Is there a way by which I can enforce the order such that 193.138.218.74 is always preferred, but, if that fails, a second resolver is queried?
nc -v -u -z -w 3 193.138.218.74 53
found 0 associations
found 1 connections:
1: flags=82<CONNECTED,PREFERRED>
outif (null)
src 10.0.0.176 port 60952
dst 193.138.218.74 port 53
rank info not available
Connection to 193.138.218.74 port 53 [udp/domain] succeeded!
If dhcp.@dnsmasq[x].noresolv=1 then dnsmasq sends queries only to dhcp.@dnsmasq[x].server.
If you can't get response from dnsmasq, it means dnsmasq doesn't receive a response from those servers.
Troubleshooting from OpenWrt:
So, it looks like it's definitely peculiar to (Mullvad's) DNS resolver. It's only affecting my Philips Hue bridge, though. All other devices work fine.

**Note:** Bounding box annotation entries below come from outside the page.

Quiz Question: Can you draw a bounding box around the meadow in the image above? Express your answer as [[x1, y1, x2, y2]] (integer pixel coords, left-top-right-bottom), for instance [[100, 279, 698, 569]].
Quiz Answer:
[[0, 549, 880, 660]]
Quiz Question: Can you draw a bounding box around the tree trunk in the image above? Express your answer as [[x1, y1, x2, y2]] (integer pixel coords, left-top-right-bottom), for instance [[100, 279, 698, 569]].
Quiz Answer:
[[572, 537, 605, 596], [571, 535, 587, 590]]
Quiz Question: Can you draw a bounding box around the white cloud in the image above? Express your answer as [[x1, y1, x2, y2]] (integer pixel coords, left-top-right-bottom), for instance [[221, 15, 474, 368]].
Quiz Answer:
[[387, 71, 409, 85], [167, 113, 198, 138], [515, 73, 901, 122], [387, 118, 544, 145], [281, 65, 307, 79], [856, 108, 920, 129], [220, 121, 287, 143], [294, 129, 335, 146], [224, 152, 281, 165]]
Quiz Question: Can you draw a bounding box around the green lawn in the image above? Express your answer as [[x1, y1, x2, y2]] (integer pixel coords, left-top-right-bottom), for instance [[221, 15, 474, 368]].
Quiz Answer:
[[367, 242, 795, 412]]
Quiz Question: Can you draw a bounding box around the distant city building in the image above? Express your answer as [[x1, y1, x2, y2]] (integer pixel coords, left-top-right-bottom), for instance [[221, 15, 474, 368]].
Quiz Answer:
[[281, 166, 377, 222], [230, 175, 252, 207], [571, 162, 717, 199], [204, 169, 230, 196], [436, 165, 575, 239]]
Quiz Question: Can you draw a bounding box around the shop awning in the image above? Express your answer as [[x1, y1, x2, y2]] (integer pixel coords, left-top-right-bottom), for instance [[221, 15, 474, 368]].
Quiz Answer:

Curiously, If I set dhcp.@dnsmasq[x].noresolv=1 and put DNS.watch addresses in dhcp.@dnsmasq[x].server, then the Hue Bridge connects fine. I wonder if ;; Truncated, retrying in TCP mode is significant? The Hue Bridge doesn't have TCP fallback (as far as I know), so whilst other client devices can fallback when UDP fails(?), the Hue device cannot.
How might I determine why 193.138.218.74 is reachable from client devices, but not the router?